Biologists often use the lack of wheels in nature as an example of how, if the barrier to developing an adaptation is high and the payoff is not substantial, it will just never evolve. They generally cite the difficulty of getting nutrients to a fully rotating wheel--no blood vessels or other tissue can be attached to the structure, so how would it be nourished? (For more on this, check out this delightful 1917 description of the hypothetical process required for a creature to successfully grow a wheel.)
The one qualified exception is bacteria's whip-like flagellum: it indeed rotates completely around producing torque and propelling the organism as it spins. But it's only because it's on the microscopic level that this structure can overcome the problem of maintenance: the molecules that control the wheel and axle reach it by diffusing through the cell's cytoplasm.
The pulley is a way of getting force to go around corners, and it's been used to great advantage on pirate ships and for moving pianos. But an example that's closer to home is your knee.
The patella, or knee cap, allows your thigh muscles to lift your lower leg without crushing the knee joint. If the quadriceps were connected directly to your shin, every time it contracted, the bones of the lower leg would grind into the base of the femur, and it would take a lot of effort to move. But by routing the connection over the top of the patella, evolution changed the geometry--when the quad pulls on the lower leg, the force comes from in front of the shin, rather than from directly above, so the shin moves easily.
The inclined plane is the simplest of the simple machines, but it's been instrumental in everything from (most likely) building the Pyramids to making canals navigable. It provides a way to move a heavy object while using far less force than hoisting it straight up.
While its use in human endeavors is taken almost for granted, the inclined plane may also have had an important role in the evolution of flight.
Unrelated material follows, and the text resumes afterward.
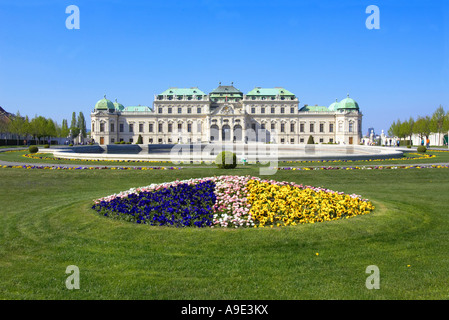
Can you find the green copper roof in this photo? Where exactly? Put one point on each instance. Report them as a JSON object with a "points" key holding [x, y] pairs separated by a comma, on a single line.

Young birds running up steep ramps flap their wings before they can fly, and scientists studying the energetics of flight have found that birds use far less energy running and flapping up steep inclines angles than they do flying at similar angles. This suggests, at least to some researchers, that flapping up an inclined plane could have been a bridge between running and flying. Though these inclined planes weren't part of birds, they may have shaped the way their bodies adapted.